Muscle-specific kinase myasthenia gravis (MuSK MG) is an autoimmune neuromuscular disorder. It is caused by autoantibodies against MuSK, a key postsynaptic membrane molecule involved in acetylcholine receptor clustering at the neuromuscular junction (NMJ). MuSK MG patients have fluctuating, fatigable weakness. The disease severity can vary greatly between patients, in spite of comparable autoantibody levels. One explanation for inter-patient and inter-muscle variability in sensitivity might be variations in compensatory muscle responses. Previously, we developed a passive transfer mouse model for MuSK MG, using purified patient IgG4. In our ex vivo experiments we observed that nerve stimulation-evoked contraction of muscles from mild MuSK MG mice appeared partly insensitive to μ‑Conotoxin-GIIIB. This blocker of NaV1.4 voltage-gated sodium channels normally completely eliminates muscle contraction. We hypothesized that changes in NaV channel expression profile, possibly compensatory expression of (μ-Conotoxin-GIIIB insensitive) NaV1.5 cardiac-type channels, might lower the muscle fibre’s firing threshold and improve neuromuscular synaptic transmission in mild MuSK MG.

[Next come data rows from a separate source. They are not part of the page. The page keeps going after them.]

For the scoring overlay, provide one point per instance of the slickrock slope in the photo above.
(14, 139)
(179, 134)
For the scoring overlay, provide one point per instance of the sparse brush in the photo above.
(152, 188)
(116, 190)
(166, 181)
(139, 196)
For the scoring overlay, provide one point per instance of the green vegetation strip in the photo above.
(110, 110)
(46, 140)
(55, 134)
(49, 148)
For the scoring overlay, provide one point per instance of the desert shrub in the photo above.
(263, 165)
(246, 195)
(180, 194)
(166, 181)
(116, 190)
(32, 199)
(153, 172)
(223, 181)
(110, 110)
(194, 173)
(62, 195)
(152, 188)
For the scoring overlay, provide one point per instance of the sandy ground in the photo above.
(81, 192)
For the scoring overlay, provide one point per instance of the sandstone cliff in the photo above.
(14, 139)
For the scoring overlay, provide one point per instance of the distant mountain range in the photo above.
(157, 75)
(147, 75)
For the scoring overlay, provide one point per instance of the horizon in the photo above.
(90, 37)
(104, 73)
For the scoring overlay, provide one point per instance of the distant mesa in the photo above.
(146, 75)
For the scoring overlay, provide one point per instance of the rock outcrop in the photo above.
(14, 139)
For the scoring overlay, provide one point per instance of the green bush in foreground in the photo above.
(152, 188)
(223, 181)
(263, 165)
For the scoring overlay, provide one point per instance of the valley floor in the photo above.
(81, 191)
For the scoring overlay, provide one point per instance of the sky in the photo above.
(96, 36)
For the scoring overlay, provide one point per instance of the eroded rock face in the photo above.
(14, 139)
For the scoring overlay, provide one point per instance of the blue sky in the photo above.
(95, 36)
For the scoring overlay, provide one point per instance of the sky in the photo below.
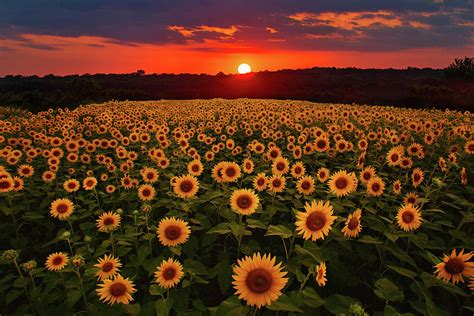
(207, 36)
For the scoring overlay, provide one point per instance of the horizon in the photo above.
(41, 37)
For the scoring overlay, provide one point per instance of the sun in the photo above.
(244, 69)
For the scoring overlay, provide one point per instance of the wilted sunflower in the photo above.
(146, 192)
(169, 273)
(186, 186)
(305, 185)
(260, 182)
(116, 290)
(56, 261)
(244, 201)
(353, 226)
(61, 208)
(276, 183)
(173, 231)
(316, 221)
(321, 274)
(108, 267)
(258, 281)
(375, 186)
(455, 266)
(341, 183)
(409, 217)
(108, 222)
(417, 177)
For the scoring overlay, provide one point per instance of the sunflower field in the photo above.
(236, 207)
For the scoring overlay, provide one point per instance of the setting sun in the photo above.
(244, 69)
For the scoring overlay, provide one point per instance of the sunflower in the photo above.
(146, 192)
(108, 221)
(455, 266)
(409, 217)
(316, 221)
(280, 166)
(149, 175)
(375, 186)
(56, 261)
(61, 208)
(417, 177)
(195, 168)
(366, 174)
(323, 174)
(173, 231)
(305, 185)
(71, 185)
(260, 182)
(186, 186)
(89, 183)
(276, 183)
(169, 273)
(341, 183)
(108, 266)
(321, 274)
(353, 226)
(116, 290)
(397, 187)
(244, 201)
(247, 166)
(230, 172)
(298, 170)
(258, 281)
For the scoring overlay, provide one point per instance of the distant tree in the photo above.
(461, 68)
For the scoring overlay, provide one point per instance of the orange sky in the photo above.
(88, 54)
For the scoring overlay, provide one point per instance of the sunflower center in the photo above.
(341, 183)
(57, 261)
(353, 223)
(118, 289)
(407, 217)
(316, 221)
(244, 201)
(186, 186)
(109, 221)
(305, 185)
(454, 266)
(172, 232)
(259, 280)
(62, 208)
(106, 267)
(375, 187)
(169, 273)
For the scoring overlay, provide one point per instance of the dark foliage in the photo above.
(412, 87)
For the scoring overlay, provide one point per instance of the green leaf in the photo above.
(163, 307)
(284, 303)
(388, 291)
(279, 230)
(408, 273)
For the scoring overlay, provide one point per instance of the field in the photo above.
(235, 207)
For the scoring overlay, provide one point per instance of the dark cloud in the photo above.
(422, 23)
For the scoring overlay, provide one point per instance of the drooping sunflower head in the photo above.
(116, 290)
(173, 231)
(56, 261)
(409, 217)
(244, 201)
(108, 221)
(186, 186)
(455, 267)
(61, 208)
(316, 221)
(353, 226)
(258, 280)
(169, 273)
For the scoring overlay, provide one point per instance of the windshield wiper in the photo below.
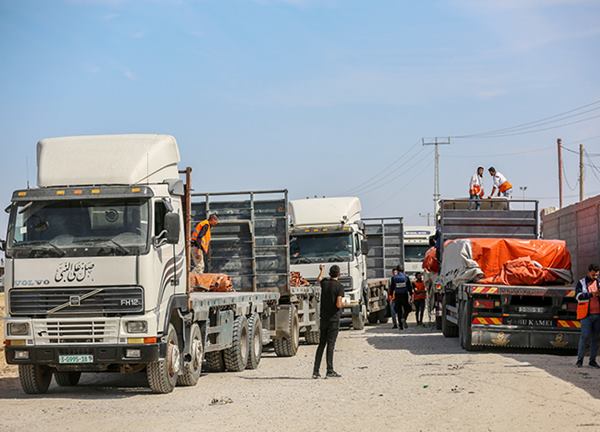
(34, 244)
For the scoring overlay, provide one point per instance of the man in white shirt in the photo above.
(476, 188)
(501, 184)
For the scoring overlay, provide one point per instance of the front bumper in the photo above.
(104, 355)
(507, 336)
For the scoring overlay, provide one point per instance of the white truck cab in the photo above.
(330, 231)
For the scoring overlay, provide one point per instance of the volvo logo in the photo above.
(74, 301)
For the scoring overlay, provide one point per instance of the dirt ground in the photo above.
(411, 381)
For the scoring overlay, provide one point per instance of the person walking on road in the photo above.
(419, 297)
(391, 301)
(402, 289)
(501, 184)
(588, 313)
(332, 293)
(476, 188)
(201, 242)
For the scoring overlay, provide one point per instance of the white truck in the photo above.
(416, 244)
(330, 231)
(97, 262)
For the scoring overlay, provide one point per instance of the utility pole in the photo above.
(559, 145)
(581, 173)
(426, 215)
(436, 174)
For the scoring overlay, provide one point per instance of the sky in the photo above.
(320, 97)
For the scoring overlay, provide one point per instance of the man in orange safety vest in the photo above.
(201, 242)
(501, 184)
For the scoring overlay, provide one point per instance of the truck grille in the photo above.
(76, 332)
(42, 302)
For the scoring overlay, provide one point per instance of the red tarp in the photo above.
(211, 282)
(521, 262)
(430, 262)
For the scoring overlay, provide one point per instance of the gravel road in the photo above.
(414, 381)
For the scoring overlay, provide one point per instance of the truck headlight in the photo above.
(18, 329)
(136, 326)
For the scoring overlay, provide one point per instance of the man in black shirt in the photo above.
(332, 293)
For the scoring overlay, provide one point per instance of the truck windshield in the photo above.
(306, 249)
(90, 227)
(415, 253)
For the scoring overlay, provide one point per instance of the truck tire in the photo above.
(358, 318)
(163, 373)
(193, 369)
(464, 330)
(236, 356)
(373, 317)
(67, 379)
(448, 329)
(215, 361)
(35, 379)
(312, 337)
(288, 346)
(255, 339)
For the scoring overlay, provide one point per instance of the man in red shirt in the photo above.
(587, 291)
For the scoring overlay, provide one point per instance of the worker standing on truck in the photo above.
(391, 300)
(476, 187)
(201, 242)
(501, 184)
(402, 295)
(419, 297)
(332, 293)
(588, 313)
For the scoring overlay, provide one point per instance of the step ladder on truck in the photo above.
(98, 260)
(498, 315)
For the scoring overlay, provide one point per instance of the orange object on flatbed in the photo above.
(216, 282)
(521, 262)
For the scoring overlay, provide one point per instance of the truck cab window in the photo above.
(160, 210)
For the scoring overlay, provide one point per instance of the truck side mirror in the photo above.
(172, 227)
(364, 247)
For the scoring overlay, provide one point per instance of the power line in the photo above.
(533, 124)
(384, 171)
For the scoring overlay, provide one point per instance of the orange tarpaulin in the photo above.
(210, 282)
(430, 262)
(521, 262)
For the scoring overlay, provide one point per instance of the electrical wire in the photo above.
(383, 172)
(526, 127)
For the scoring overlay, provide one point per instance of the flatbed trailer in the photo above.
(498, 315)
(541, 317)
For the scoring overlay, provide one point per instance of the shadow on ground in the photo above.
(426, 341)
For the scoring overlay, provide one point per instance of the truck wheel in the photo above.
(372, 318)
(215, 361)
(358, 319)
(312, 337)
(193, 369)
(67, 379)
(35, 379)
(288, 346)
(448, 329)
(255, 338)
(236, 357)
(162, 374)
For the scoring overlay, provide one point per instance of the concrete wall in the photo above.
(579, 226)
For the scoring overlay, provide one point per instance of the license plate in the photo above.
(531, 309)
(529, 322)
(75, 359)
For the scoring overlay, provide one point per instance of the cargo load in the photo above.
(506, 262)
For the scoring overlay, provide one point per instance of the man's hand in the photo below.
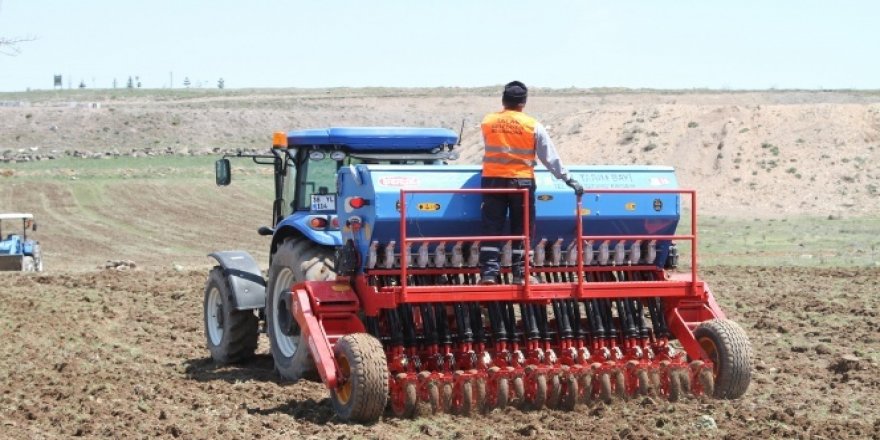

We performed passive transfer in immuno-deficient NOD.CB17-Prkdcscid/J (Nod/scid) mice, using ‘high’(n=12), ‘intermediate’ (n=3) and ‘low’ (n=12) dosing regiments of purified MuSK MG patient IgG4. Next, we assessed myasthenia levels, μ-Conotoxin-GIIIB resistance and firing thresholds. Ex vivo analysis of myasthenic NMJs was performed by evaluation of miniature endplate potentials and endplate potentials in the presence of μ-Conotoxin-GIIIB in diaphragm-nerve preparations. To detect changes in NaV1.4 and NaV1.5 channels expression profile we performed qPCR and immunostaining in muscle tissue. Data is presented as mean ± S.E.M., with n representing the number of animals per group. Statistical analysis was performed using multiple unpaired t-tests or one-way ANOVA with Tukey’s post hoc tests. All procedures involving the use of laboratory animals were performed in accordance with Dutch law and Leiden University guidelines.
High- and intermediate-dosed mice showed severe, progressive myasthenia, not detected in low-dosed animals. However, during electrophysiological analysis of diaphragm NMJs we found equally reduced amplitudes and frequencies of miniature endplate-potentials (MEPPs), and equal reductions of endplate potentials (EPPs) amplitudes (all by~40-50%, as compared to the PBS-control), probably associated with direct exposure to MuSK MG patient IgG4 via the intraperitoneal injection route. Notably, the diaphragms from low-dosed mice (n=12) showed a much higher degree of μ-Conotoxin-GIIIB resistance according to the scale for contraction responses when compared with PBS mice (n=7) or high-dosed mice (n=12). However, Scn5a, the gene encoding NaV1.5, was not upregulated in muscle tissue of these mice (PBS mice: n=4, low-dosed mice n=6, high-dosed mice n=6; p > 0.05). Furthermore, no reduction of firing thresholds or expression of histologically detectable NaV1.5 channels was found (PBS mice: 8.61 ± 0.11 mV (n=4); low-dosed mice: 8.60 ± 0.28 mV (n=6); high-dosed mice 8.69 ± 0.22 mV (n=6)). Thus, we observed NaV1.4-independent muscle contraction ex vivo, preferentially in mice experiencing subclinical MuSK MG, which is unlikely associated with upregulation of NaV1.5. It remains to be established which other NaV channels or factors are responsible for the observed μ-Conotoxin-GIIIB insensitivity and if the change in NaV repertoire is compensatory beneficial.